Kerentanan keamanan telah diungkapkan dalam Xerox Versalink C7025 Printer Multifungsi (MFP) yang dapat memungkinkan penyerang untuk menangkap kredensial otentikasi melalui serangan pass-back melalui Lightweight Directory Access Protocol (LDAP) dan Layanan SMB/FTP.
“Serangan gaya pass-back ini memanfaatkan kerentanan yang memungkinkan aktor jahat untuk mengubah konfigurasi MFP dan menyebabkan perangkat MFP mengirim kredensial otentikasi kembali ke aktor jahat,” kata peneliti keamanan Rapid7 Deral Heiland.
“Jika aktor jahat dapat berhasil memanfaatkan masalah ini, itu akan memungkinkan mereka untuk menangkap kredensial untuk Windows Active Directory. Ini berarti mereka kemudian dapat bergerak secara lateral dalam lingkungan organisasi dan membahayakan server Windows dan sistem file penting lainnya.”
Kerentanan yang diidentifikasi, yang memengaruhi versi firmware 57.69.91 dan sebelumnya, tercantum di bawah ini –
Eksploitasi yang berhasil dari CVE-2024-12510 dapat memungkinkan informasi otentikasi diarahkan ke server nakal, berpotensi mengekspos kredensial. Namun, ini mengharuskan penyerang untuk mendapatkan akses ke halaman konfigurasi LDAP dan bahwa LDAP digunakan untuk otentikasi.
CVE-2024-12511, Demikian juga, memungkinkan aktor jahat untuk mendapatkan akses ke konfigurasi buku alamat pengguna untuk memodifikasi alamat IP SMB atau server FTP dan membuatnya menunjuk ke host di bawah kendali mereka, menyebabkan kredensial otentikasi SMB atau FTP ditangkap untuk ditangkap untuk ditangkap untuk ditangkap untuk ditangkap untuk ditangkap untuk ditangkap untuk ditangkap untuk ditangkap untuk ditangkap untuk ditangkap untuk ditangkap oleh SMB atau FTP untuk ditangkap Selama operasi pemindaian file.
“Agar serangan ini berhasil, penyerang memerlukan fungsi pemindaian SMB atau FTP untuk dikonfigurasi dalam buku alamat pengguna, serta akses fisik ke konsol printer atau akses ke konsol kontrol jarak jauh melalui antarmuka web,” Heiland mencatat . “Ini mungkin memerlukan akses admin kecuali jika akses tingkat pengguna ke konsol kontrol jarak jauh telah diaktifkan.”
Mengikuti pengungkapan yang bertanggung jawab pada 26 Maret 2024, kerentanan tersebut ditangani sebagai bagian dari Paket Layanan 57.75.53 yang dirilis akhir bulan lalu untuk printer seri Versalink C7020, 7025, dan 7030.

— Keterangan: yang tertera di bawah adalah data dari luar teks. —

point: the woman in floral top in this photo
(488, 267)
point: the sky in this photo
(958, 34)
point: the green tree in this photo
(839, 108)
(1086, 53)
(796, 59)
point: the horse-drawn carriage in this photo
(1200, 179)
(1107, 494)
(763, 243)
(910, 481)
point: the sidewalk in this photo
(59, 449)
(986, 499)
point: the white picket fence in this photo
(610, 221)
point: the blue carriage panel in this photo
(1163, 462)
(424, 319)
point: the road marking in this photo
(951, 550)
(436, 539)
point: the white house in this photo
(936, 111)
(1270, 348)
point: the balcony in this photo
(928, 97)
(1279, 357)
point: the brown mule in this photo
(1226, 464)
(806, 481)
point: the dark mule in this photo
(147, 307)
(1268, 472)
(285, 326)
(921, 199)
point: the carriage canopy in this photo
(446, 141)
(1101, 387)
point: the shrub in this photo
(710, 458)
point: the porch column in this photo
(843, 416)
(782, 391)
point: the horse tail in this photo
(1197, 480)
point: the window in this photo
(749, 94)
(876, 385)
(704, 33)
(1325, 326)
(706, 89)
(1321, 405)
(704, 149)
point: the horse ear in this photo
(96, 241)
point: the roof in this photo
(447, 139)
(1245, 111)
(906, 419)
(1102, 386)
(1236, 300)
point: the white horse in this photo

Jika penambalan segera bukanlah opsi, pengguna disarankan untuk menetapkan kata sandi yang kompleks untuk akun admin, hindari menggunakan akun otentikasi Windows yang memiliki hak istimewa yang ditinggikan, dan nonaktifkan konsol kontrol jarak jauh untuk pengguna yang tidak terau otentikasi.
Perkembangan ini terjadi ketika pendiri dan CEO Specular Peyton Smith merinci kerentanan injeksi SQL yang tidak authenticated yang mempengaruhi perangkat lunak layanan kesehatan yang banyak digunakan bernama HealthStream MSOW (CVE-2024-56735) yang dapat mengarah pada kompromi database penuh, yang memungkinkan aktor ancaman untuk mengakses data sensitif 23 dari 23 Organisasi perawatan kesehatan dari internet publik.
Perusahaan itu mengatakan mengidentifikasi 50 contoh dari contoh MSOW yang terpapar Internet, di mana 23 rentan terhadap kekurangan keamanan.
Kerentanan dapat memungkinkan “seluruh database dapat dikembalikan dalam band, yang berarti penyerang dapat mengambil konten basis data plaintext dalam respons HTTP dari muatan HTTP injeksi SQL yang dibuat,” kata Smith.